The tower began life as a lighthouse on Eddystone Rocks off the Cornish coast. When a new light replaced it in 1882, it was decided to dismantle the 22m-high edifice and rebuild it on Plymouth Hoe as a memorial to its designer, John Smeaton. It was a hazardous undertaking amidst notoriously rough seas and the lowest section proved simply too difficult to move. The stump remains on Eddystone Rocks today, imperceptibly eroding away.
London Bridge, Arizona, USA

‘Some American mistakenly thought he was buying Tower Bridge but he got boring old London Bridge instead.’ It’s a popular story but, sadly, mythical. In 1968, the 137-year-old London Bridge could not cope with the capital’s traffic and was sold to Missourian oilman Robert P. McCulloch for $2.46m. A cool 10,000 tonnes of its granite blocks were shipped across the Atlantic and reconstructed over the Bridgewater Channel at Lake Havasu City as a tourist attraction.
Lower Nubia, Egypt and Sudan
The successful relocation of 22 ancient monuments in Lower Nubia during the building of the Aswan Dam was described in UNESCO’s magazine as ‘the greatest archaeological rescue operation of all time’. Involving a 50-nation coalition, it was completed in 1980, after two decades of work. The monuments, including the two temples of Abu Simbel, were cut up, dismantled, moved to higher ground and carefully reassembled, saving them from a watery grave.
St Fagans National Museum of History, near Cardiff

Founded in 1946, St Fagans takes its inspiration from the world’s oldest open-air museum – Skansen in Sweden – which comprises reassembled buildings in vernacular styles. St Fagans' eclectic collection of over 40 structures includes a chapel, various mills, a tollbooth and even a pigsty. And, more recently, a Cardiff pub called The Vulcan Hotel.
Belle Tout, East Sussex
While Smeaton’s Tower is a fine example of a lighthouse taken down and reconstructed, Belle Tout – sitting on Beachy Head – was simply picked up and moved.
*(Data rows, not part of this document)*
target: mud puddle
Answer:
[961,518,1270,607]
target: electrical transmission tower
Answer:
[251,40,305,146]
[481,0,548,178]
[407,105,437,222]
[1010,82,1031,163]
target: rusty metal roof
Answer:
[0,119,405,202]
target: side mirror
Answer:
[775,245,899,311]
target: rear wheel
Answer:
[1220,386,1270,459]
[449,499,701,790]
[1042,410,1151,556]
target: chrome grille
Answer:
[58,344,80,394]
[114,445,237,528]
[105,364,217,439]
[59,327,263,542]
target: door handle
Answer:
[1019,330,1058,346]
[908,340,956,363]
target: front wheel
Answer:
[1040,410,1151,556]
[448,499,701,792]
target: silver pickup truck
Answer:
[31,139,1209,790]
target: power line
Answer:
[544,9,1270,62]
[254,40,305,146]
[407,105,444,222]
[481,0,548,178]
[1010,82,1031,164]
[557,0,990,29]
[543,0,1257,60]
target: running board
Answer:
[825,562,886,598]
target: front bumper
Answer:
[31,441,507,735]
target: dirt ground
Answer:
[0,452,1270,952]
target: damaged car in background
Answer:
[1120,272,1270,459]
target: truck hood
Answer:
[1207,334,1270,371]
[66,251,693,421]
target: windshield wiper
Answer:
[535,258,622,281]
Or rather, in 1999 the 850-tonne building was carefully slid 17m along greased steel-topped beams, saving it from toppling into the sea as the chalky cliffs eroded. With commendable forward thinking, the new location has been constructed to enable the lighthouse to be shifted further inland if necessary. Follow our route from Eastbourne to Beachy Head to see it for yourself.
39 Fizuli/Fuzuli Street, Azerbaijan

But all of these pale in comparison with 39 Fizuli/Fuzuli Street, Baku. The 20m-high mansion, built by an oil magnate in 1908, weighs in at 18,000 tonnes and in April 2013 became the world’s heaviest building ever moved intact. A Dutch engineering firm was given the task of shifting it precisely 10.5m. It’s just a pity that the reason for the venture was so prosaic: it was shifted as part of a road-widening scheme.